Menurut para ahli, kuncinya ada pada konteks. Apakah perilaku anak muncul karena otaknya berkembang berbeda sejak awal atau karena ia sedang beradaptasi dengan rasa takut yang belum selesai? “Anak-anak ini tidak punya konteks untuk meminta bantuan,” kata profesor psikiatri dari Harvard Medical School, dr. Rappaport.
Banyak anak dengan trauma juga mengalami Adverse Childhood Experiences (ACEs), seperti kekerasan atau kehilangan. Oleh karena itu, penting memahami latar belakang mereka sebelum memberi label. “Mereka tidak punya contoh bahwa orang dewasa bisa mengenali kebutuhan mereka dan memberikan apa yang mereka perlukan,” ujarnya.
Bagaimana Trauma Mengubah Otak Anak
Secara sederhana, otak anak bisa diibaratkan seperti buah persik. Bagian tengahnya, yaitu sistem limbik, berperan dalam rasa takut dan reaksi bertahan hidup. Sementara itu, bagian luarnya, korteks prefrontal, mengatur kemampuan berpikir, merencanakan, dan mengendalikan emosi. Dalam kondisi normal, kedua bagian ini bekerja seimbang.
Namun, saat anak mengalami stres berkepanjangan, otak masuk ke mode darurat. Energi fokus ke sistem limbik, membuat bagian berpikir jadi kurang aktif dan anak sulit mengontrol perilaku.
Gejala Trauma pada Anak yang Sering Diabaikan
Trauma bisa membuat otak anak sulit berfungsi secara normal. Akibatnya, anak menunjukkan berbagai gejala, seperti:
- Mudah marah dan tersinggung.
- Bertindak impulsif atau agresif.
- Sulit fokus dan memperhatikan.
- Sering lupa atau sulit mengingat informasi.

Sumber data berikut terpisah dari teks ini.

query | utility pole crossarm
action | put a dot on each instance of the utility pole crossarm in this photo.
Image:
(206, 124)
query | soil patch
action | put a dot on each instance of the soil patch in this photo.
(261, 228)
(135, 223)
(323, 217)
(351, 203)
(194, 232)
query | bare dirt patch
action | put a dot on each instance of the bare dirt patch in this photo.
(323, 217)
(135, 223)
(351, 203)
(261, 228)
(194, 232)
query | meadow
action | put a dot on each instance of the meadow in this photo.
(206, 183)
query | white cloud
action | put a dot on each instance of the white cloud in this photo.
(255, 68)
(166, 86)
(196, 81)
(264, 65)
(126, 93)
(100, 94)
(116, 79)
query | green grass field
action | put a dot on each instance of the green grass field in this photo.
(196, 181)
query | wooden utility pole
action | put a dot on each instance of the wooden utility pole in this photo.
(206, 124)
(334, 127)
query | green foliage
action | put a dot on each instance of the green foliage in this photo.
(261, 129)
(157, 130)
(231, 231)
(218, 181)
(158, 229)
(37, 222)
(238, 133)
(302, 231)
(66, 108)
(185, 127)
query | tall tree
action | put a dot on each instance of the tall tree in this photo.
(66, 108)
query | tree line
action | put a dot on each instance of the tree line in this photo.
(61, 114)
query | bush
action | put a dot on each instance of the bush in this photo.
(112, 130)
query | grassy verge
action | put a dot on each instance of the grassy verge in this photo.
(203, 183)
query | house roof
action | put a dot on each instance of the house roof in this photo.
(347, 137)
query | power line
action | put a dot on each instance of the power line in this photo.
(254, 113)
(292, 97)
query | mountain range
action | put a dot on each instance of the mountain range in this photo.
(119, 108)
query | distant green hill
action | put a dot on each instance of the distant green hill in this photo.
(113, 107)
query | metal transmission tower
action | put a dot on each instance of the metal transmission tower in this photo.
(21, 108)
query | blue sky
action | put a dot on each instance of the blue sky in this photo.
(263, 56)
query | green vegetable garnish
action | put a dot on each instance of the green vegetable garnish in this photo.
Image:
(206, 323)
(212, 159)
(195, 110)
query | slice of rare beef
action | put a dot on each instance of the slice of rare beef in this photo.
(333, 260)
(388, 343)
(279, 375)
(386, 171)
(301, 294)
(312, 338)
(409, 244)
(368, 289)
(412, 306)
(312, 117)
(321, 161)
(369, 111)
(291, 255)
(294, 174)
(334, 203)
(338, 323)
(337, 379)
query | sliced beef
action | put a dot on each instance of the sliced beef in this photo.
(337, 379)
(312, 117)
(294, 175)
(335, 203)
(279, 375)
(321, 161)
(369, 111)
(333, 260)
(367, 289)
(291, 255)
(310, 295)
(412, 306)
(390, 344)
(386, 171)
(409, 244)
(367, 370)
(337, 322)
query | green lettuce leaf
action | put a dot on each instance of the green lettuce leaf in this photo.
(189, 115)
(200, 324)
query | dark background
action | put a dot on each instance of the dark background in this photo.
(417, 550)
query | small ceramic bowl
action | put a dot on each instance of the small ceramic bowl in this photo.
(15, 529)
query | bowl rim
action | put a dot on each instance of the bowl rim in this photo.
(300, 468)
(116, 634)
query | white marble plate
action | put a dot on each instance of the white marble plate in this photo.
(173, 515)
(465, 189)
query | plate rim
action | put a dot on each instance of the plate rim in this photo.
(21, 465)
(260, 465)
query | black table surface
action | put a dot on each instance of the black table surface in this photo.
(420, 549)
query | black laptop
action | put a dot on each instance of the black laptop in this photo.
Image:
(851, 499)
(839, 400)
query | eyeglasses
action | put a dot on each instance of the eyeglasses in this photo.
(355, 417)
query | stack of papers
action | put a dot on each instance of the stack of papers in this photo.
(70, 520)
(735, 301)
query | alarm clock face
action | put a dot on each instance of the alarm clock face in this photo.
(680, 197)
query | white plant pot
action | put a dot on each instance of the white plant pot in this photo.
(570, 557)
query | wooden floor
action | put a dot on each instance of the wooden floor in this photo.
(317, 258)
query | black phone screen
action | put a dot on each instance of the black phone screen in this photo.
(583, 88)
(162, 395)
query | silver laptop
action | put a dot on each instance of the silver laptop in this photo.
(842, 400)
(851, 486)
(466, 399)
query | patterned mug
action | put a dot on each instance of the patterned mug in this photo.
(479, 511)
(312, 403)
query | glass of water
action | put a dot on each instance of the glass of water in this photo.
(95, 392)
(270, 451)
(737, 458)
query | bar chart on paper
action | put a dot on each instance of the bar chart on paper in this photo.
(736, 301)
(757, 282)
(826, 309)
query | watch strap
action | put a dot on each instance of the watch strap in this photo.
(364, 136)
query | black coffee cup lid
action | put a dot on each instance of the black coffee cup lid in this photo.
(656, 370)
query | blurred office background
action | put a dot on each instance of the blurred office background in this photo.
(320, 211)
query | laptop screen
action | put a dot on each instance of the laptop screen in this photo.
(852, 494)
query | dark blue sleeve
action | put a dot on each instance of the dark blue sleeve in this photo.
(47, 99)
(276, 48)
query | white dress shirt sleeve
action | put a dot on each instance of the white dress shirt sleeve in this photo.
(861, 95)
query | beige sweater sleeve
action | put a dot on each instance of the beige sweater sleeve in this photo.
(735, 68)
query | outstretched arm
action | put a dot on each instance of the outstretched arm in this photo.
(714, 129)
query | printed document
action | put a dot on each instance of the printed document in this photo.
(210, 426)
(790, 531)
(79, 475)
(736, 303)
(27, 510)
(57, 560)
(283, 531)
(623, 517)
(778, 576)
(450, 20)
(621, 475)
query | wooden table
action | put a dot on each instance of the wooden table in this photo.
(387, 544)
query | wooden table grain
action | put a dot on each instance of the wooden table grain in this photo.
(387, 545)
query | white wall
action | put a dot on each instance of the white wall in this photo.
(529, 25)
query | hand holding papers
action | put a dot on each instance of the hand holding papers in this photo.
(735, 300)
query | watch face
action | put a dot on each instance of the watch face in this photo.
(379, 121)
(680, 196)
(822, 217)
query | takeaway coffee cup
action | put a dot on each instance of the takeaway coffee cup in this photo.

- Menarik diri dari lingkungan sosial.
- Sulit mengikuti instruksi.
- Prestasi akademik menurun.
Cara Mendampingi Anak yang Mengalami Trauma
Berikut beberapa cara yang bisa dilakukan untuk mendampingi anak yang mengalami trauma:
-
Ciptakan suasana aman dan tenang
Anak perlu merasa lingkungan di sekitarnya bisa dipercaya. Jangan paksa anak untuk bercerita, cukup hadir dan tunjukkan bahwa Bunda peduli. -
Dengarkan tanpa menyela
Biarkan anak mengekspresikan perasaannya dengan bebas. Tahan keinginan untuk langsung memberi nasihat atau menyalahkan. -
Gunakan bahasa yang sederhana dan lembut
Pilih kata-kata yang mudah dimengerti. Nada suara yang tenang membuat Si Kecil lebih mudah merasa diterima. -
Gunakan alat bantu visual untuk rutinitas
Jadwal bergambar atau instruksi visual membantu anak merasa lebih terarah dan tenang dalam keseharian. -
Tunjukkan contoh nyata dalam mengatur emosi
Anak belajar dari melihat orang dewasa. Saat sedang kesal, tunjukkan bagaimana Bunda merespons dengan tenang dan tidak meledak. -
Validasi emosi anak sebelum menegur perilakunya
Mengakui perasaan anak sebelum menegur perilakunya bisa membuat mereka merasa dimengerti. Hal ini membantu anak belajar menamai emosinya dan menyalurkan dengan cara yang lebih sehat. -
Pahami bahwa perilaku buruk bisa jadi sinyal luka batin
Perilaku buruk anak sering kali berasal dari emosi yang belum tersampaikan dengan baik. Penting melihat di balik perilaku anak, bukan hanya reaksi luarnya. -
Hindari hukuman keras sebagai respons pertama
Daripada langsung memberi skorsing, cari tahu akar dari perilakunya. Karena sering kali, perilaku buruk adalah cara anak menyampaikan rasa sakit yang tak terucap. -
Bangun kembali kepercayaan dan koneksi sosial
Dorong anak untuk menjalin kembali hubungan dengan teman dan aktivitas yang disukai. Koneksi sosial dapat membantu proses pemulihan dan membangun kembali rasa percaya diri anak. -
Berikan waktu dan kesabaran tanpa syarat
Pemulihan dari trauma tidak instan. Anak butuh orang dewasa yang sabar dan tidak menyerah saat mereka berperilaku sulit. Dukungan yang konsisten dapat membuat anak merasa aman untuk mulai pulih perlahan.